We further analyzed connectivity and hubness (potential driver events)
of DW genes in the turquoise module. From the 34 DW genes, we
identified 18 genes (shown in Table [94]2) that were both hubs (kME >
0.8) and enriched in changed edges (p < 0.01; Binomial).

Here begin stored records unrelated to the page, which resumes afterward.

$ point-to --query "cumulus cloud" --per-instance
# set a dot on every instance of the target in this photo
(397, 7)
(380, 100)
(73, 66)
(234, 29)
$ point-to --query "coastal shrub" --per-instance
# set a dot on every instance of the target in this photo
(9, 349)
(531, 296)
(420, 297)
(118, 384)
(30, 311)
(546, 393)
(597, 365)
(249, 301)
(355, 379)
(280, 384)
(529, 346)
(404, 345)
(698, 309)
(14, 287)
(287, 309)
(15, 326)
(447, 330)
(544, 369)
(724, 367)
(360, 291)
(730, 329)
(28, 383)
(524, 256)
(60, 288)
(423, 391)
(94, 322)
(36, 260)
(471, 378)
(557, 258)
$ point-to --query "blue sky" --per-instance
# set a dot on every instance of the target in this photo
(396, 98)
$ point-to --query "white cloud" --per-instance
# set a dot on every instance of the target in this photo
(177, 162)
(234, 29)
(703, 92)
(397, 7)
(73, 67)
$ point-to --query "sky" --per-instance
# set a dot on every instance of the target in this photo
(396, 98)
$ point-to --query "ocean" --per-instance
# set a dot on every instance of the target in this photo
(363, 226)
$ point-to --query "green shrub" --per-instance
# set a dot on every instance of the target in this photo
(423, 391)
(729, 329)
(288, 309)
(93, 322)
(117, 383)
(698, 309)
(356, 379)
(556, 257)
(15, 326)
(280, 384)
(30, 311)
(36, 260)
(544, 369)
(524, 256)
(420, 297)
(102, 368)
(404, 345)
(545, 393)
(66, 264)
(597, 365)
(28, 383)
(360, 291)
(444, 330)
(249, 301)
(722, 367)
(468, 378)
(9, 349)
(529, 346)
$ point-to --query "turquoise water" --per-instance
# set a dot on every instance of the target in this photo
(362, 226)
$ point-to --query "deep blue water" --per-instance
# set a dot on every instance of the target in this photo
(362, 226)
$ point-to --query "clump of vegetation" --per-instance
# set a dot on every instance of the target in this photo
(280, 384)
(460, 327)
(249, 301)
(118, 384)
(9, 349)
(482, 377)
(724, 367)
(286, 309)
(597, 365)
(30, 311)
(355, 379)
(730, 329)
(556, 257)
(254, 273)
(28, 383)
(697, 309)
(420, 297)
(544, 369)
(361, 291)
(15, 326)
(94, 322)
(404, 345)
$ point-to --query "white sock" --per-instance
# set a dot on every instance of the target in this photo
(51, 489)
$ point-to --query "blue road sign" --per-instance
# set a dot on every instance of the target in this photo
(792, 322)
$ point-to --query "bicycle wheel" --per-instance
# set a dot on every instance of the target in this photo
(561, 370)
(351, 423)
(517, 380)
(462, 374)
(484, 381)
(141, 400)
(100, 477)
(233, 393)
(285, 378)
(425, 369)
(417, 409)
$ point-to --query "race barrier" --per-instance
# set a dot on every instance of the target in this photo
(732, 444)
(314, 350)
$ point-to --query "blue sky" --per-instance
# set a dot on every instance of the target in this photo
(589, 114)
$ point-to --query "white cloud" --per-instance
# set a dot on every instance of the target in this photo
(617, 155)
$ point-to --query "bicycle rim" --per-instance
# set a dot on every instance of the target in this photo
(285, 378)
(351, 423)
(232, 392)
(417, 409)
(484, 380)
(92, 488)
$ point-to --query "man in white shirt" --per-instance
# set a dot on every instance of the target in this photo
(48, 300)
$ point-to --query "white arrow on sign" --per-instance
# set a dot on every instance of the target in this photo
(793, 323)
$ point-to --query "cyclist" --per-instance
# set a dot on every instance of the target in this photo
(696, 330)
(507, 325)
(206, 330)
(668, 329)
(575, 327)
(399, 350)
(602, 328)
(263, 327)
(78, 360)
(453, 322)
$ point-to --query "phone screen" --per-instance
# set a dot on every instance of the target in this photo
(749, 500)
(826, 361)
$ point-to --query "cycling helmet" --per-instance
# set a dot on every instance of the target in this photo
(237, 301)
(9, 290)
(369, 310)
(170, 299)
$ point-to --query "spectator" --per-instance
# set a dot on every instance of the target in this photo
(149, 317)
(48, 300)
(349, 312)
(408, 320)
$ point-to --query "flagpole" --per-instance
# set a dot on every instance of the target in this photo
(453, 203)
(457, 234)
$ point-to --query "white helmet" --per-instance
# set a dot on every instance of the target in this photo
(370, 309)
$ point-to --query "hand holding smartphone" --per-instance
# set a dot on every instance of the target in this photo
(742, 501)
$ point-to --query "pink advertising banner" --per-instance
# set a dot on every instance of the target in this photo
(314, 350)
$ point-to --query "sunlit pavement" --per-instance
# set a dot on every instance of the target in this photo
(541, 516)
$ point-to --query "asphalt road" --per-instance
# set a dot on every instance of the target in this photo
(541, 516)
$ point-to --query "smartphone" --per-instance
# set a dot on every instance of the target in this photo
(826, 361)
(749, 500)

The visual
network structure and wiring differences of these 18 genes between
HNSCC progressor and non-progressor conditions can be seen in Figure
[95]5. This result confirms our hypothesis on the existence of
alterations in the co-expression network structure that differentiate
progressor from non-progressor populations.
Table 2.
Summary measure of 18 genes identified as differentially wired hub
genes in the turquoise module [kME > 0.8 and enriched in changed edges
(p < 0.01; Binomial)].
DW Genes kME Changed edge enrichment p-value
UBASH3A 0.9378 2.4596e-04
SASH3 0.9325 1.8283e-06
APBB1IP 0.9278 2.4596e-04
CELF2 0.9205 1.7880e-40
IL10RA 0.9054 2.4596e-04
TRAF3IP3 0.9005 1.8283e-06
GIMAP6 0.8985 1.5076e-18
MYO1F 0.8969 2.4596e-04
NCKAP1L 0.8965 2.4596e-04
WAS 0.8943 2.4596e-04
FERMT3 0.8919 2.4596e-04
SLA 0.8846 2.4596e-04
SELPLG 0.8813 2.4596e-04
TNFRSF1B 0.8745 1.0199e-08
WIPF1 0.8677 1.8283e-06
DOK2 0.8419 2.3464e-43
AMICA1 0.8368 8.6198e-35
PTPN22 0.8226 2.4596e-04
[96]Open in a new tab
The genes are sorted by the magnitude of kME.
Figure 5.
[97]Figure 5
[98]Open in a new tab
Network structure of 18 DW hub genes showed striking expression
connectivity measure differences between HNSCC progressor (left) and
non-progressor (right) conditions. These genes were identified as
differentially wired hub nodes in the turquoise module [kME > 0.8 and
enriched in changed edges (p < 0.01; Binomial)]. Visually, wiring width
demonstrates correlation magnitude strength. Weights are correlations >
0.6 to capture mid/low strength connectivity in the non-progressor
condition. The size of each gene's node indicates overall connectivity
strength.
Pathway enrichment analysis of enriched modules
We performed a pathway enrichment analysis of the modules enriched in
DE/DV/DW affected genes. To capture known pathways, we included all
genes of enriched modules.
Pathway enrichment analysis of the progressor module enriched in DW
genes showed involvement in inflammation, T cells, B cells, natural
killer cells, adhesion, and the Jak-Stat pathway. This result adds to
the evidence in the Bornstein et al. study (2016) and reemphasizes the
potential importance of cancer associated inflammation pathways and
tumor microenvironment evolutionary mechanisms in tumors with higher
progression rates. We also found the pathway association between the
identified 18 differentially wired hub genes has not been discovered
and remains unknown.
Modules enriched in DE or DV genes showed involvement in multiple
hallmarks of cancer and tumor mechanism dynamics such as cell cycle
check points, abnormal mitosis, spindle bipolarity, receptor synapse
deregulation and important cellular pathways such as c-myc, MAPK,
Jak-Stat, and P53. There were also noted associations between the
enriched pathways and diseases such as Alzheimer's and Parkinson's.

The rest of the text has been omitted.